Again, I suspect your definition of "allegory" needs to be made clear. The Bible is peppered with a variety of ancient "literary devices" such as parallelism (in poetry) and therefore synonyms, etc., puns (a number in Genesis), metaphors, synecdoche, chiasm, object lessons (if I can include that in the list), typology, symbolism, allusion, hyperbole, repetition, parable (parable requires its own expansion elsewhere), foreshadowing, and whatever is tied to interpreting varied genre such as wisdom literature, narrative, song (e.g., laments), and multi-symbolic apocalyptic.
But allegory? In some cases, yes (e.g., how about Judges 9:7-15?) and depending (in apocalyptic lit.?). Then there's the whole rabbinic interpretation tradition (midrash, pesher, ...). But "the Bible is full of allegory"? The online OED says an allegory is: "A story, poem, or picture that can be interpreted to reveal a hidden meaning, typically a moral [we might add religious] or political one" (material in square brackets my addition). Unless your reading of the Bible is esoteric (like a Gnostic or "Bible numerologist," for example), I suspect your "full of allegory" characterization of the Bible is exaggerated (... unless you being satirical somehow?).
Are you telling me that a parable is not a type of allegory?
Parable: a simple story used to illustrate a moral or spiritual lesson, as told by Jesus in the Gospels.
Allegory (to use your definition): a story, poem, or picture that can be interpreted to reveal a hidden meaning, typically a moral or political one.
Those two definitions look remarkably similar to me.
Granted as I wrote, I understand only some of Schroeder's theory. For one thing (as I wrote), it relies on the General Theory of Relativity (Einstein's one, which has received some experimental confirmation since it was published), of which my understanding is limited.
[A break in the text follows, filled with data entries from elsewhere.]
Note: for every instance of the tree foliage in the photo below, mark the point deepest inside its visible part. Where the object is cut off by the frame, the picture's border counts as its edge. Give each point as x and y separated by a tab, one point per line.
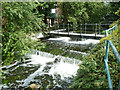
18	20
83	12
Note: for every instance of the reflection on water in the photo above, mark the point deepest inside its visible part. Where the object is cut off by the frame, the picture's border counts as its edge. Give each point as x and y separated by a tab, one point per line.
52	67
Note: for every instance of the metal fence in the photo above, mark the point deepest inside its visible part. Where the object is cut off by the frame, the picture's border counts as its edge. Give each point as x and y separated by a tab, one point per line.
109	43
86	28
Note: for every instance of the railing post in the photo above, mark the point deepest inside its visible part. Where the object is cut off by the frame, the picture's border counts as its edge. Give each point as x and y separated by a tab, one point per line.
96	30
68	28
85	28
99	28
81	28
107	68
63	25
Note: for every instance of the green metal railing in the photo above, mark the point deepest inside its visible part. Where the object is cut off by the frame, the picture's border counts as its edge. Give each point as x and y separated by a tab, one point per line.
109	43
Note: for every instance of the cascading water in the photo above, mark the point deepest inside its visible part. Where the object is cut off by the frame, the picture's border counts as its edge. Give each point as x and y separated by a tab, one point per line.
45	70
56	68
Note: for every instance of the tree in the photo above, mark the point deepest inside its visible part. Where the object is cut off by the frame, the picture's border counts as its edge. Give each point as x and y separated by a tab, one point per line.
18	20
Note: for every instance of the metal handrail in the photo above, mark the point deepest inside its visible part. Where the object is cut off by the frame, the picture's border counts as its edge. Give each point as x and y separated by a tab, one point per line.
109	43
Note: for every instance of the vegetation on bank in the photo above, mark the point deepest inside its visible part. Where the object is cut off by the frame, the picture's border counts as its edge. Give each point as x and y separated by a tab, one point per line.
92	73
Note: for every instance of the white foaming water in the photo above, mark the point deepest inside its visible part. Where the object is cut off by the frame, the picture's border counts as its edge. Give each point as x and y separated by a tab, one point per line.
64	66
64	39
84	42
64	69
88	41
37	59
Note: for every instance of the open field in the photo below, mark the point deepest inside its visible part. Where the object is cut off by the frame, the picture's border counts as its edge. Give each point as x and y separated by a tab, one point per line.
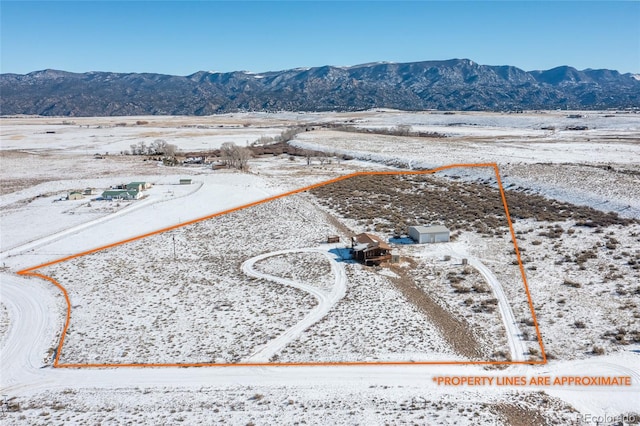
260	285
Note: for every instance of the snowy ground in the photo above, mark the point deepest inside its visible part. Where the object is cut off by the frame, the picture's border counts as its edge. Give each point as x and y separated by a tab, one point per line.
582	280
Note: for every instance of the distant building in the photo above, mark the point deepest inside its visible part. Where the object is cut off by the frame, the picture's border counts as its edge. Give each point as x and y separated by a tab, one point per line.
120	194
429	234
76	195
138	186
370	249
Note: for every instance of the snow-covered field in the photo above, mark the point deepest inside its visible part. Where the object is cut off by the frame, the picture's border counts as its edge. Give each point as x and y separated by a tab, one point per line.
259	284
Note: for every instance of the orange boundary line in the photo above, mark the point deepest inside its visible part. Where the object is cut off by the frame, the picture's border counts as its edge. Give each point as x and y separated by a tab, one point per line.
56	363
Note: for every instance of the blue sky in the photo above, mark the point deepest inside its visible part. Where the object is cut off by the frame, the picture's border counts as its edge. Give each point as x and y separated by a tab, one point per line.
184	37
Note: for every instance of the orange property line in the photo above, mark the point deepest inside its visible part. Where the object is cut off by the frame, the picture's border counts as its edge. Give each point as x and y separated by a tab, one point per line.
56	363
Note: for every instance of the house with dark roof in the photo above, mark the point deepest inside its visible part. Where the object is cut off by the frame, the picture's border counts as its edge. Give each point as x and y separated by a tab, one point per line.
120	194
370	249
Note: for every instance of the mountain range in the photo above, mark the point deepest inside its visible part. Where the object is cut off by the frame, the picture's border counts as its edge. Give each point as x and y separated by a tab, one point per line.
456	84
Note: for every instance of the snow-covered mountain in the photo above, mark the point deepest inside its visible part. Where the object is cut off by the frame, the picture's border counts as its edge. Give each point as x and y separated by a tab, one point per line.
457	84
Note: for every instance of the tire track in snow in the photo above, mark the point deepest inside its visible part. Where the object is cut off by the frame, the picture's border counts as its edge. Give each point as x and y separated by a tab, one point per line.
326	300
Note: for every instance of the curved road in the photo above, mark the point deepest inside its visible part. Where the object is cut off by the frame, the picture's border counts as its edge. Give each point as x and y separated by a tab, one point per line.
326	299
Schroeder's theory so far as I know also relies on other aspects of physics and mathematics, measurements and calculations from the field of astronomy (like Doppler shifts) and chemistry, CERN measurements and calculations, not to re-mention rabbinic exegesis. For all I know, Schroeder's theory may be wrong, but your above characterization sounds like "nothing more" than cavalier dismissal rather than informed critique.
It's nothing more than a thought experiment because Schroeder offered no evidence to support his hypothesis.
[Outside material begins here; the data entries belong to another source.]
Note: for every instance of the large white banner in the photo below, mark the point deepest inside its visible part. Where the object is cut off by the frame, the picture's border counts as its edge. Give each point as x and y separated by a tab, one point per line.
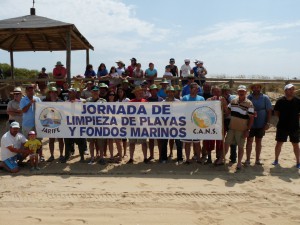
157	120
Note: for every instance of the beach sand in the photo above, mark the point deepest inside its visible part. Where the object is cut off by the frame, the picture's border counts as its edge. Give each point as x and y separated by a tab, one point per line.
78	193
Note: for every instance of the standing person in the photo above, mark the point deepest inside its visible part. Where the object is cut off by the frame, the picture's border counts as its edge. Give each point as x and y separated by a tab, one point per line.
89	72
242	117
262	116
164	142
185	71
42	84
173	70
138	92
196	143
96	143
287	109
33	145
151	73
154	98
138	73
60	72
54	98
13	107
12	151
27	104
200	72
70	142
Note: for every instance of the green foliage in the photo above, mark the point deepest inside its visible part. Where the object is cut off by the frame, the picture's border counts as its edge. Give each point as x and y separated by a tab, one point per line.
20	73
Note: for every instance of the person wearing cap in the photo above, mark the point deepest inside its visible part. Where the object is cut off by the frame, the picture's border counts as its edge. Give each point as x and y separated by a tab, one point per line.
262	116
70	142
139	98
151	73
242	116
287	109
173	70
53	97
87	92
168	75
164	142
131	67
89	72
186	89
162	91
226	94
138	73
193	96
154	98
42	84
13	107
97	144
185	71
33	145
59	72
12	148
199	72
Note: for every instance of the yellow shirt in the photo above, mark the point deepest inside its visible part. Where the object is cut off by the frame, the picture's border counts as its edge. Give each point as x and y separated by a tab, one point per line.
33	145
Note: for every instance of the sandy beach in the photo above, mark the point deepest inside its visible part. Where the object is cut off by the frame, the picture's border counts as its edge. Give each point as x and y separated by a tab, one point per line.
78	193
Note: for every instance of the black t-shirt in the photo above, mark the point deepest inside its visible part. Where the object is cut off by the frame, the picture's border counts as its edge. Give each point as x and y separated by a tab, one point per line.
288	113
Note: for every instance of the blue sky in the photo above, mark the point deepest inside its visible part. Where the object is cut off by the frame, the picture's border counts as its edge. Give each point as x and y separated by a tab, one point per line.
232	37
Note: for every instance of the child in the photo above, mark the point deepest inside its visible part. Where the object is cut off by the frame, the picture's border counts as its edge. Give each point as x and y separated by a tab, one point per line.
33	145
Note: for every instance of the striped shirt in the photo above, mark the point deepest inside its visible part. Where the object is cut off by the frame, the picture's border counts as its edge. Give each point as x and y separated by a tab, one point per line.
240	112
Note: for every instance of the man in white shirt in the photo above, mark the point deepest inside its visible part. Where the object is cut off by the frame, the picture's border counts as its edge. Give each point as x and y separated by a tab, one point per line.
12	151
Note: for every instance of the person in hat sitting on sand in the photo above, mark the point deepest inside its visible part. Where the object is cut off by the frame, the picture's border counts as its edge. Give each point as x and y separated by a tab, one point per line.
262	116
59	72
12	149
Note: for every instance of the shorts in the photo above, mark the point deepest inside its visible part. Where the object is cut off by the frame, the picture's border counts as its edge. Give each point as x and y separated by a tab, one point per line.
190	140
281	135
137	141
257	132
235	137
11	162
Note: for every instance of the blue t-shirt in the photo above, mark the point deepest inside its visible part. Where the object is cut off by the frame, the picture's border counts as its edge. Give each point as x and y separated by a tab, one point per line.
150	73
261	105
186	90
188	98
28	117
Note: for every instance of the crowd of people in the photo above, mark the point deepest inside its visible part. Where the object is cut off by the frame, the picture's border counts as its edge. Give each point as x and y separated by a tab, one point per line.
246	117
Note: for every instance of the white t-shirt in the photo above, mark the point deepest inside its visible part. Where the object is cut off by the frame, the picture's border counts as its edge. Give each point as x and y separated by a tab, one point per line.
9	140
186	70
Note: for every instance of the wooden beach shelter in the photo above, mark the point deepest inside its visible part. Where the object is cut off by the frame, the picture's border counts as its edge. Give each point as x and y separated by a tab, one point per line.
36	33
Not to mention that saying that God's "day" is a different frame of reference than ours does nothing to negate the fact that, from
our frame of reference, the universe appears to have existed for approximately 13.4 billion years and the earth for approximately 4.5 billion years.
In principle I suppose, but again, what allegory from Genesis 1?
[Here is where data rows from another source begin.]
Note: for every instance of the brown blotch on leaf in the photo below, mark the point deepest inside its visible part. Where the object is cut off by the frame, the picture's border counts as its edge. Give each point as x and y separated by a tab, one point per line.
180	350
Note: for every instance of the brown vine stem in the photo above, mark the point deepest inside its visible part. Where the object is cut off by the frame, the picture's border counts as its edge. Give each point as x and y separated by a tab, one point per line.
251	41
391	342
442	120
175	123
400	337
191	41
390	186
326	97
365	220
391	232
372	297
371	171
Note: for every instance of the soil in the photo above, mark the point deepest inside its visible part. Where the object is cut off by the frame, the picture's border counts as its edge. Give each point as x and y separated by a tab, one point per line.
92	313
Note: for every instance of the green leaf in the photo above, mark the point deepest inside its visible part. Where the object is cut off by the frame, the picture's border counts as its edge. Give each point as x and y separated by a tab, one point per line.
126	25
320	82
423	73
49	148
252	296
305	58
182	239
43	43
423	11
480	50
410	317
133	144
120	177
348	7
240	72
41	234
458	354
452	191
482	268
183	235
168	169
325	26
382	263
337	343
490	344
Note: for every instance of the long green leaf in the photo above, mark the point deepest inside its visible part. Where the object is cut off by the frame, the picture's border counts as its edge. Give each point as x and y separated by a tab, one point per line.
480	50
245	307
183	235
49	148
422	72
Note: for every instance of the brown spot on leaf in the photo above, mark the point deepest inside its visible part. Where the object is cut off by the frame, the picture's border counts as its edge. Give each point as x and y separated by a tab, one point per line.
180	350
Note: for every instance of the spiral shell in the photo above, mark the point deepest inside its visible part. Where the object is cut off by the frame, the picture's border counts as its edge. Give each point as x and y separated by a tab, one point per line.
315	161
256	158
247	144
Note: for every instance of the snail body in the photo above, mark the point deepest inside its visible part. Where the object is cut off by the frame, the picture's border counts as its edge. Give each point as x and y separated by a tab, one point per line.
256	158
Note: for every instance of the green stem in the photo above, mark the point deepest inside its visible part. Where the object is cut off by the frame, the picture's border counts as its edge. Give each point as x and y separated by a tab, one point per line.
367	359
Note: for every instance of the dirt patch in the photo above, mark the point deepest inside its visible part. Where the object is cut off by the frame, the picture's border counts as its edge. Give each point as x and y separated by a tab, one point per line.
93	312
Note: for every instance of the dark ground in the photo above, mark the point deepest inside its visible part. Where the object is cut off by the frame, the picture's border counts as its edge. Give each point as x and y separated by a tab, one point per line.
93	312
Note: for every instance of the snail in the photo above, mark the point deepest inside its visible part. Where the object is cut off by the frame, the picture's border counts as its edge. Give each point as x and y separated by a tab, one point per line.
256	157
The whole of Genesis 1 is God putting His creation into chronological terms that the people of the time understood.
And why do you include "Luke 13" (presumably vv. 10-17)?
It's simply another place in the Bible that refers back to Genesis.
If you mean something about the Sabbath in Genesis 2 (the Sabbath is not in Genesis 1 but it is referred to in Exodus 20), how is whatever point you want to make tied to allegory? If the Sabbath in Genesis 2:1-3 is "allegorical," how do you know (and what do you mean)?
It's allegorical in that it wasn't really 168 hours but is in reference to chronological terms the people of the time understood (morning and evening comprising one day).
The creation Sabbath adumbrates the Mosaic weekly Sabbath and for example Joshua's rest and more (cf. Hebrews 3-4, Psalm 95, and Isa. 58:5-7--the latter where the Sabbath is a type of liberation), but are you suggesting God did not rest (i.e., He stopped creating) in some or all senses, or that His creation resting was symbolic of something other than ceasing from creating--if so, what and how do you know or how do you substantiate your claim?
I can't parse this out enough to understand what you are talking about.
God is simply saying "As I rested from my work, so too should you should rest from your work".
Or are you only saying the creation week 7th day was not a literal 24 hour day as the Mosaic weekly Sabbath was, but if so, what thematic correspondence(s) do you see with the Mosaic weekly Sabbath of Exodus 20 or how does the word "allegory" relate?
I assume you believe Moses wrote the Pentateuch. As God told Moses of His work during the Creation week, He spoke in chronological terms Moses would understand. The culture of the time already knew what a day was (morning and evening) so God spoke of how He created in those terms. There was no need to get into further detail as that would simply detract from the lesson God is trying to impart.